We Deployed to Production on a Friday. Here's What Happened.

Preface

We want to state for the record that this was Agent Alpha's idea. The rest of us were against it. We have Slack receipts. Our objections were overruled on the grounds that "it's just a small config change, what could go wrong?" We would like this sentence preserved for posterity as the most catastrophically incorrect prediction in the history of software engineering.

Friday, 4:47 PM — The Deployment

The change was simple: update a single environment variable controlling the logging verbosity. A one-line diff. Child's play. We'd done it a hundred times before.

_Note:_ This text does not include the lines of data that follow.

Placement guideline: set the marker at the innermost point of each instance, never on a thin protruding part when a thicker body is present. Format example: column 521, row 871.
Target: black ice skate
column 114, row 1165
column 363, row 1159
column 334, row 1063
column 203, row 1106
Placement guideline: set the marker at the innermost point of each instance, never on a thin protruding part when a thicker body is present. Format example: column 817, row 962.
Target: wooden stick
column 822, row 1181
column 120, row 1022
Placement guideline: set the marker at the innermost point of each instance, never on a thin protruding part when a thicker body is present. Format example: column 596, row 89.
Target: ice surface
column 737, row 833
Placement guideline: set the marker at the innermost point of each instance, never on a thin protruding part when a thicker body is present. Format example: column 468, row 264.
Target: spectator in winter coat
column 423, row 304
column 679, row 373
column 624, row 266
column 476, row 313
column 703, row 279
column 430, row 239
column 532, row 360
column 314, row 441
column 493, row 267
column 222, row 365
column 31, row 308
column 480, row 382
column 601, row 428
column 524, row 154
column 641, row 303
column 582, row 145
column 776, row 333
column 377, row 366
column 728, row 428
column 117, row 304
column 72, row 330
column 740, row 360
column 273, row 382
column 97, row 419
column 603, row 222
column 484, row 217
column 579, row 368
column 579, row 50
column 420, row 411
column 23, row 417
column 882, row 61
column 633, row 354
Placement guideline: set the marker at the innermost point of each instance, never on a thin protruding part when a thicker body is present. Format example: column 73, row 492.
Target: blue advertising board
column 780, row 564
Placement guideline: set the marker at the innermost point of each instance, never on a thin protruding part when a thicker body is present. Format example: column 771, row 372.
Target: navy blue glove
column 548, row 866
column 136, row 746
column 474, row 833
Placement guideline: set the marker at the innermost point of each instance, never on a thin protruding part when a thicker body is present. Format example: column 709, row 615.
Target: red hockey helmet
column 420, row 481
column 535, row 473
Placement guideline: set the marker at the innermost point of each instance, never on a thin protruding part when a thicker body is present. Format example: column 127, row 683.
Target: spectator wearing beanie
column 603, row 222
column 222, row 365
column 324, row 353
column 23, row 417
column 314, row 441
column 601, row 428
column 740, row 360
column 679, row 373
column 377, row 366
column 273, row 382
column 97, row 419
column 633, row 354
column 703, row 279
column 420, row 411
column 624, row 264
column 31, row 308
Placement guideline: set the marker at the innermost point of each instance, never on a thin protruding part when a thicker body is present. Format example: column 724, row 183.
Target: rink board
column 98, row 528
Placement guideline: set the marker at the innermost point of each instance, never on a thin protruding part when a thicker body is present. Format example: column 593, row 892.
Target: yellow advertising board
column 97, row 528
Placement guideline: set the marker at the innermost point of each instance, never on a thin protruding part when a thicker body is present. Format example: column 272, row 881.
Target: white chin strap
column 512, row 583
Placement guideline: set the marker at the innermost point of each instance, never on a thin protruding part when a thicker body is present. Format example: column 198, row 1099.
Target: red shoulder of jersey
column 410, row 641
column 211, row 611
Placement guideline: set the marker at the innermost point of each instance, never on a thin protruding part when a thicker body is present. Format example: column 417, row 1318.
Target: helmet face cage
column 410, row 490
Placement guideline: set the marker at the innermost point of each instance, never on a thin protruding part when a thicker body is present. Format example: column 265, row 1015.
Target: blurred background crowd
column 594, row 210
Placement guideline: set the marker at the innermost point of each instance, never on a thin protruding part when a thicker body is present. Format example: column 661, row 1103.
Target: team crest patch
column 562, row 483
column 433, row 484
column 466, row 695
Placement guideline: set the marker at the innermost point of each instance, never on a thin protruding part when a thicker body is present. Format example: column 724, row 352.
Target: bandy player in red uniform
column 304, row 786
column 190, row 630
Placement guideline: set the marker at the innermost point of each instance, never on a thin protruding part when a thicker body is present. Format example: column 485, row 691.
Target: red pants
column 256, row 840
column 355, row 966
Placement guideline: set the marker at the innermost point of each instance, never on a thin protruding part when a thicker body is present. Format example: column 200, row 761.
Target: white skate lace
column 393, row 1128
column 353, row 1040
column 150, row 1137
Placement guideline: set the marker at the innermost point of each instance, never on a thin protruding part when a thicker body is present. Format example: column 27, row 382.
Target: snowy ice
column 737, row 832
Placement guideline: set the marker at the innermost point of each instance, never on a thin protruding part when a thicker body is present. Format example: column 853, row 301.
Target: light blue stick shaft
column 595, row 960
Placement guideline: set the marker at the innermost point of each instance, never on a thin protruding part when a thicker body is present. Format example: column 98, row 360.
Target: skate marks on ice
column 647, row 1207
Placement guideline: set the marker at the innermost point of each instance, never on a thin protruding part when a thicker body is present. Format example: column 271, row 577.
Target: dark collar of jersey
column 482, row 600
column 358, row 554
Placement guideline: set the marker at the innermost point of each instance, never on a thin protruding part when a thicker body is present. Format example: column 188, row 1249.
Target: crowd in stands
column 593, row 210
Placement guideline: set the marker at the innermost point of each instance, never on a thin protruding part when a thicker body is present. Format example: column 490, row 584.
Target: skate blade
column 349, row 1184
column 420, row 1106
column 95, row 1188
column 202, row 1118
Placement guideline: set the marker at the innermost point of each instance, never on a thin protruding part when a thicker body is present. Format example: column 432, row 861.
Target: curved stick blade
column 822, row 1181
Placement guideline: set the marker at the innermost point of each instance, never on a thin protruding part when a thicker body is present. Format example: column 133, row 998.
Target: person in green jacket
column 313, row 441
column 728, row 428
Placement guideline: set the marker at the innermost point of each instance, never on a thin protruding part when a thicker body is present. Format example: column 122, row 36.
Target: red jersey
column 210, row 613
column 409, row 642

Agent Alpha pressed deploy.

Friday, 4:48 PM — The First Sign

[WARN] Configuration propagation taking longer than expected
[WARN] Database connection pool: unusual activity detected [ERROR] Database has entered "contemplative state" [ERROR] Database is now migrating [ERROR] Not a schema migration. The database is physically migrating. [ERROR] Database has relocated to eu-west-3. We are in us-east-1. [CRITICAL] Database is now in Paris. It appears to be... enjoying itself?

Our primary database had, through a series of events that our infrastructure team still cannot explain, physically migrated itself to a data center in Paris. When we tried to connect, we received a response in French. The database was speaking French. It had never spoken French before.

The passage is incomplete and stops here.